Model assumptions and input parameters were checked for validity by consulting two pulmonologists specialized in thoracic oncology (B.P. and M.v.d.H.). The validity was checked and recorded using the Assessment of Validation Status of Health-Economic Decision Models Checklist by two of the authors (L.O. and A.B.) (Supplementary Material 6) [55].

2.6 Analyses2.6.1 Model Outcomes

Model outcomes included mean total (a) costs in euros (€), (b) survival (life years (LYs)), (c) survival corrected for QoL (quality-adjusted LYs (QALYs)), and (d) net monetary benefit (NMB) per patient for both the standard-of-care-based and predictive-biomarker-based strategy within each pembrolizumab-containing treatment. In addition, the mean incremental costs, incremental LYs, incremental QALYs, and incremental cost-effectiveness ratio (ICER) were calculated for each pembrolizumab-containing treatment. Furthermore, weighted mean outcomes for the overall population were calculated, taking into account all three pembrolizumab-containing treatment regimens. The outcomes were weighted on the basis of the proportions observed in a real-world Dutch clinical study: 50% for pembrolizumab monotherapy, 33% for pembrolizumab-pemetrexed-platinum and 17% for pembrolizumab-carboplatin-paclitaxel [32]. For the ICER, a willingness-to-pay (WTP) threshold of €80,000 per QALY was applied, corresponding to the official Dutch WTP threshold that is applied in the situation of a cancer patient population with high disease burden in the Netherlands [56, 57]. Survival outcomes were discounted with 1.5%, and costs with 3%, according to Dutch guidelines [58]. On the basis of the Dutch criteria for cost-effectiveness, the implementation of a predictive biomarker was assumed to be cost-effective if it would not decrease survival or if the ICER (in the case of increased survival) would not exceed the threshold of €80,000 per QALY [57]. In case of an equivalence situation, the guidelines are not so clear. There are some publications providing guidelines for equivalence results, where a QALY loss would only be accepted using the position of a confidence interval in relation to a predefined acceptable difference in costs and effects in a non-inferiority trial [59].

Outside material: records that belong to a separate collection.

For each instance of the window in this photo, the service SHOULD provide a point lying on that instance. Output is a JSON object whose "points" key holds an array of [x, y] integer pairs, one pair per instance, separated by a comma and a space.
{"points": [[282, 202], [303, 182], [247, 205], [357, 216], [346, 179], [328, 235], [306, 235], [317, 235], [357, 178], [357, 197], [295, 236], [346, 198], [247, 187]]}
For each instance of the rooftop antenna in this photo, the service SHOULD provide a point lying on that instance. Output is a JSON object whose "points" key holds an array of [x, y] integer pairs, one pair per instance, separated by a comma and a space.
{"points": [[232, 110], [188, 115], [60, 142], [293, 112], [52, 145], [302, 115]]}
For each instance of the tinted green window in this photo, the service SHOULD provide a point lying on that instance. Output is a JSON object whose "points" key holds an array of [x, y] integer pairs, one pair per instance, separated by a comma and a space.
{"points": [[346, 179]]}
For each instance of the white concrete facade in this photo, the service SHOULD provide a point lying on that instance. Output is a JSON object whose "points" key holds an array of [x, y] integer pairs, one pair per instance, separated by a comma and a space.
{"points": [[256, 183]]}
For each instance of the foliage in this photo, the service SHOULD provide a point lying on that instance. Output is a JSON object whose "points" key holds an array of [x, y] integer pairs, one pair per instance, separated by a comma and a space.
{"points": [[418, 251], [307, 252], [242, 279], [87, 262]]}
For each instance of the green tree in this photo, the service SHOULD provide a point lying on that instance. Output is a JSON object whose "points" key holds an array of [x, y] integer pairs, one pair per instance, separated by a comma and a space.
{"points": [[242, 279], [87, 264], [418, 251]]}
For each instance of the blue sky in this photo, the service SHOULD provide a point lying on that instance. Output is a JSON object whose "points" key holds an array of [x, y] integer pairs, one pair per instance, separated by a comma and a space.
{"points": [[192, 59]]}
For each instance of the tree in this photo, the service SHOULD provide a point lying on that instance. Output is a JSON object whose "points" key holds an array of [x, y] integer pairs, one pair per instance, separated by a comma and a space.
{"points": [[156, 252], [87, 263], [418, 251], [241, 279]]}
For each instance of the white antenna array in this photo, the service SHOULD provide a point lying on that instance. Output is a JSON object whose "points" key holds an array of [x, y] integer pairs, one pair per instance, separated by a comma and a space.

2.6.2 Sensitivity Analyses

To verify the effect of parameters on the results’ uncertainty, we first performed a probabilistic analysis with 1000 simulations where parameters obeyed distributions as previously mentioned (Supplementary Material 3A–D). From this probabilistic analysis, the 2.5th and 97.5th percentile of each parameter were extracted as lower and upper values. The influences of these parameter’s values were evaluated as lower and upper boundaries in a deterministic one-way sensitivity analysis on incremental costs, LYs, and QALYs to provide a more comprehensive understanding of how plausible variations in these variables could impact the outcomes. Tornado diagrams were employed to evaluate the robustness of parameters and visually represent the results of the deterministic sensitivity analysis, including the top ten parameters with the most substantial influence on our model’s outcomes.